In order to help prepare students for the new component of the AP Create Performance Task, there will be several opportunities throughout the curriculum to practice creating written responses aligned with the learning objectives that might be assessed on the exam.

Sample Prompt: What makes two pieces of code “the same”? Could there ever be two pieces of code that you consider to be “the same” even if they aren’t identical?

Unit Journal Template

Sample Response for Instructors

Journal: Students add the following vocabulary words and definitions to their journals: problem, algorithm, sequencing, selection, iteration.

Discuss: How did today’s activities change the way you think about algorithms and problems?

Have students think about their answers on their own, then share with a partner, and then finally discuss responses with the entire room.

Discussion Goal: Use this discussion to reinforce vocabulary introduced in the slides and check in on whether students have begun the transition towards thinking on a higher level about algorithms and problems.

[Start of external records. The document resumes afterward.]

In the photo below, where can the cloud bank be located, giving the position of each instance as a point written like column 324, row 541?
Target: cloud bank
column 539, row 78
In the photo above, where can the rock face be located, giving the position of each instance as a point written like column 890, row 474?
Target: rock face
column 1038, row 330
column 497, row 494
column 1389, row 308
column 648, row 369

Computer scientists don't just think about "code", they think about problems and the algorithms that solve them. In this unit we're going to explore what makes two problems, or two algorithms, similar or different from one another, and the way computer scientists talk about them. Not only will you be a better programmer, but you'll get to work on some really interesting problems along the way.

Check For Understanding Question(s) and solutions can be found in each lesson on Code Studio. These questions can be used for an exit ticket.

Question: In your own words explain the difference between a problem and an algorithm.